VAATLER
1990’lı yılların başında personelimize yöneticilik eğitimi vermesi için konunun uzmanı bir profesörle anlaştık.
Hoca ilk dersinden 30 kişilik ekibimizi üçe ayırdı. Her ekibe bir teknede bulunabilecek ekipman listesi verdi. Listeler aynıydı ve 30 aletten oluşuyordu. Ekiplerden istenen, en gerekli 10 tanesini belirleyerek sanal tekneye almasıydı.
Ekipler birbirini duymayacakları masalara dağıldı, kendi aralarında tartışmaya başladı.
Benim ekibim pusula, yedek yakıt, kova gibi şeyleri belirledi, ikincil öneme sahip terlik, vazo, halı gibi eşyaları eledi.
Bir alet vardı, diyelim ismi PERTUK olsun, hiç duymamıştık, ne işe yarayabileceğine karar veremedik ama ne olur ne olmaz, belki çok zaruri bir alettir diye listeye dahil ettik.
Diğer ekipler de aynısını yapmış…
Hoca her listeye baktı, bıyık altı gülümsedi.

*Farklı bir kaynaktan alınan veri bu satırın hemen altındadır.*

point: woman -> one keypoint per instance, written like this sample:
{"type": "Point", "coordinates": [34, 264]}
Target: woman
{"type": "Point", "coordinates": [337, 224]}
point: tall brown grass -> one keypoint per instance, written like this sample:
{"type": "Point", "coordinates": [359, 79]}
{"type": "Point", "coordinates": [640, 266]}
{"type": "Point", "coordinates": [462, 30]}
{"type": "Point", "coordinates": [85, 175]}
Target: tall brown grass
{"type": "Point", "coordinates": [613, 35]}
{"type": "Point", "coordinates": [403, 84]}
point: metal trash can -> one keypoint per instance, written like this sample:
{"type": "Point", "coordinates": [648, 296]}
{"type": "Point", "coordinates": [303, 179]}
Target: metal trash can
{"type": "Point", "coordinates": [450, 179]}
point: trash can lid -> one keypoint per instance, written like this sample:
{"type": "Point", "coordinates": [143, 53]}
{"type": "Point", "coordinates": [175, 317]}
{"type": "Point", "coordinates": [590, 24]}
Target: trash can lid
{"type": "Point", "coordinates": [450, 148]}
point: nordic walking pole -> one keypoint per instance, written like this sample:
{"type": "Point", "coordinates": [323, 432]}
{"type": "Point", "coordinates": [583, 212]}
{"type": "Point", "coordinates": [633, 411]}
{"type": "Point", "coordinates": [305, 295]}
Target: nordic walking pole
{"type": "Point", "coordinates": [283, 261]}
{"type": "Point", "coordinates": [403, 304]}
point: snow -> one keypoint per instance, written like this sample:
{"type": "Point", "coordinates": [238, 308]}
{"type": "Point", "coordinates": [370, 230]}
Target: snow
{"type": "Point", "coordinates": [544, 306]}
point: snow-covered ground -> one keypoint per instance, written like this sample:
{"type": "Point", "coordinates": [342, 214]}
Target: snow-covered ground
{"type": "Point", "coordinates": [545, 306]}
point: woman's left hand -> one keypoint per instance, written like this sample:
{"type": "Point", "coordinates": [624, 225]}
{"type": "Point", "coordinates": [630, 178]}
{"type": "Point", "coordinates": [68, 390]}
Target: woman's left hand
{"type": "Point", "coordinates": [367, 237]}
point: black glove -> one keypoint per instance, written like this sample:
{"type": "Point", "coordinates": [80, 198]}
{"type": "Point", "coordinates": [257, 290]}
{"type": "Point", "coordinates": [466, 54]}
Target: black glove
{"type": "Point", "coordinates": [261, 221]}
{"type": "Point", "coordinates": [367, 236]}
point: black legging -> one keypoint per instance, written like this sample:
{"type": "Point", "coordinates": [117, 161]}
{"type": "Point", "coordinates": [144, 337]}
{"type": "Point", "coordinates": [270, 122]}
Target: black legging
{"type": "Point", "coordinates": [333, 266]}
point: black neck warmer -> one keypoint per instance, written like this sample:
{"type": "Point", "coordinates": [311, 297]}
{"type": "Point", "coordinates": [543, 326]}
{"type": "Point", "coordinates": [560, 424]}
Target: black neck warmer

“Hepiniz ne olduğunu bilmediğiniz bir aleti listeye aldınız,” dedi, “Bu aleti hangi koşullarda ve nasıl kullanacağınızı sanıyorsunuz?”
Muharrem İnce seçim kampanyası boyunca UZAY MADENCİLİĞİ ve KUANTUM’dan bahsedip durdu ya… İşte bunların ikisi de bizim listelere aldığımız PERTUK’tan farklı değil.
Halk ne işe yaradığını, ona ne fayda sağlayacağını bilmediği -ki itiraf edeyim, ben de bilmiyorum- kavramlara neden oy versin?
Kek ve kıraathane hayli matrak vaatlerdi, ciddi bir lidere yakışmaz… Ama benzin, döviz, faiz, dış borç, fasulye, mercimek, soğan, patates, et, ekmek, süt, çay, şeker gibi somut şeylere KUANTUM ve UZAY MADENCİLİĞİ’nden fazla yer verilseydi daha akılcı olmaz mıydı?